At 05:00 on 2 May, Company E attacked northeast from An Lac towards Company G's position near Dai Do in the face of heavy PAVN fire. Meanwhile, Company G attacked PAVN positions in southern Dai Dao knocking out bunkers with White Phosphrous grenades, Satchel charges and M72 LAWs. By 09:30, Companies E and G had secured Dai Do. With Dai Do secured, the Marines sought to squeeze the PAVN with a Hammer and anvil approach, while an ARVN mechanized battalion would secure the hamlets of Dong Lai and Thong Nghia and establish blocking positions, the Marines would attack northwest taking the hamlets of Dinh To and Thuong Do.

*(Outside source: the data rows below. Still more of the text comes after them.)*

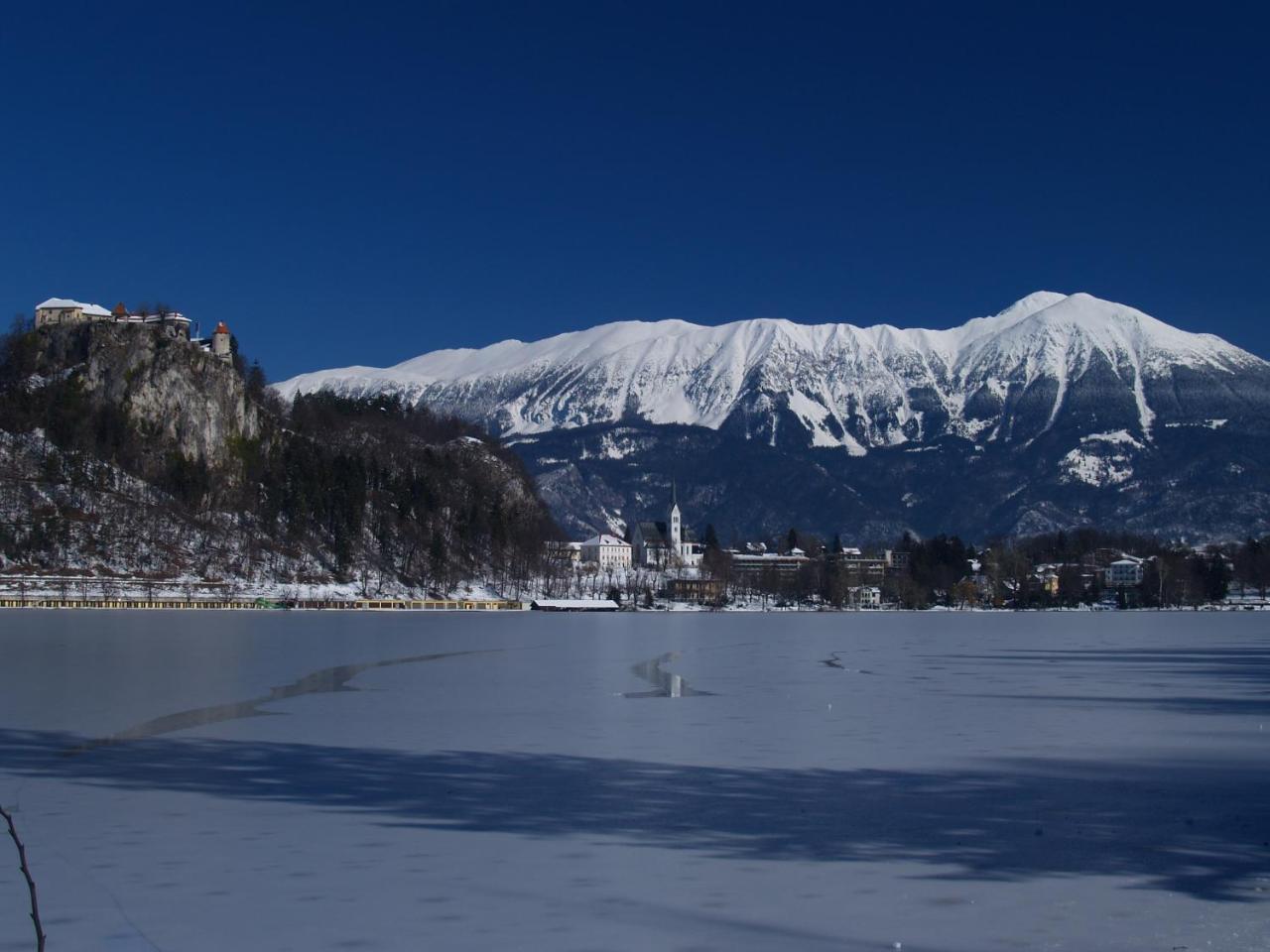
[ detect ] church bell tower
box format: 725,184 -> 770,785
671,480 -> 684,558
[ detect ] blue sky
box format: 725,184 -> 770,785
0,1 -> 1270,380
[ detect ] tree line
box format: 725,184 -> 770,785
0,321 -> 557,591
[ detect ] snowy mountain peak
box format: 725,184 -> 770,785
277,291 -> 1267,454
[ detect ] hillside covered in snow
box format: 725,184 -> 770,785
278,291 -> 1270,536
0,322 -> 557,595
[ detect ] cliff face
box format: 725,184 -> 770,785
0,323 -> 555,593
37,323 -> 260,468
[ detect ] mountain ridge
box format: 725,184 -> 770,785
270,291 -> 1270,538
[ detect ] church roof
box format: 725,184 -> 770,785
639,520 -> 671,545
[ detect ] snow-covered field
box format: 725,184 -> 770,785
0,611 -> 1270,952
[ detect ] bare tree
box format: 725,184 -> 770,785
0,806 -> 47,952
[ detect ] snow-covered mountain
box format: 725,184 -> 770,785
278,291 -> 1266,454
278,291 -> 1270,535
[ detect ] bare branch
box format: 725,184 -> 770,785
0,806 -> 46,952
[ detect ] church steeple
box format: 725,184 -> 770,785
671,480 -> 684,547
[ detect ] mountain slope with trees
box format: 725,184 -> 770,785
0,322 -> 555,593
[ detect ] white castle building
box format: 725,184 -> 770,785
36,298 -> 234,363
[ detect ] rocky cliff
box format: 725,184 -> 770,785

At 13:00, Company H attacked northwest from Dai Do towards Dinh To in the face of heavy PAVN fire which stalled their advance through the hamlet, the PAVN then counterattacked and the company commander radioed that he was in danger of being overrun. Company E, although numbering only 30 men, immediately moved forward to support Company H, pushing forward into the PAVN defenses until a large PAVN counterattack stopped their advance and threatened to overwhelm them. Both companies were ordered back to Dai Do under the cover of Marine airstrikes. Hull liaised with the ARVN mechanized battalion which was now west of Dai Do and it was agreed that they would advance 1 km north to Thong Nghia while the Marines renewed their attack on Dinh To. At 16:00, the attack on Dinh To resumed with Company G (now down to 40 men) in the lead, followed by Company F (80 men). Company G pushed through the now lightly defended Dinh To and had reached the outskirts of Thuong Do when it was stopped by PAVN fire from across the stream which still had not been reached by the ARVN. Company F advancing slightly further east meanwhile had met heavy PAVN fire and become separated from Company G. The PAVN then counterattacked at Thuong Do and Company G fought back surrounded by a wall of Marine artillery fire, eventually withdrawing to meet up with Company F and both companies then withdrew to Dinh To and then Dai Do. Marine losses for the day were 40 dead while PAVN losses were almost 380.

Morning of April 30. Attacks by companies H and F.
Afternoon of April 30. Assault by Company B, An Lac.
May 1. Attacks by companies G and B, return of Company E.
May 2. Attack by Company H. Rescue by Company E. Enemy counterattacks.

==Aftermath==
On the morning of 3 May, the PAVN had largely abandoned the Dai Do area. BLT 1/3 Marines relieved BLT 2/4 Marines and swept through Dinh To and Thuong Do meeting no resistance. The Marines had lost 81 killed in the battle, while they claimed PAVN had lost at least 600 killed. Company E commander Captain James E. Livingston and Company G commander Captain Jay R. Vargas were each awarded the Medal of Honor for their actions during the battle, while 2/4 Marines commander Weise was awarded the Navy Cross. The ARVN had lost five dead and they claimed 39 PAVN were killed in their advance to Thong Nghia.

The PAVN have never released their casualties for Dai Do, but claimed victory stating that they had defeated three Marine Battalions and elements of the non-existent US "73rd Air Cavalry Brigade" on 2 May, killing over 500 Americans.

Max Hastings writing in 2018, described Dai Do as an "act of sustained folly," blaming Hull and Tompkins for not appreciating the tactical situation and continuing with costly frontal attacks on 1 and 2 May. Weise stated "I don't believe Tompkins ever realized what was going on."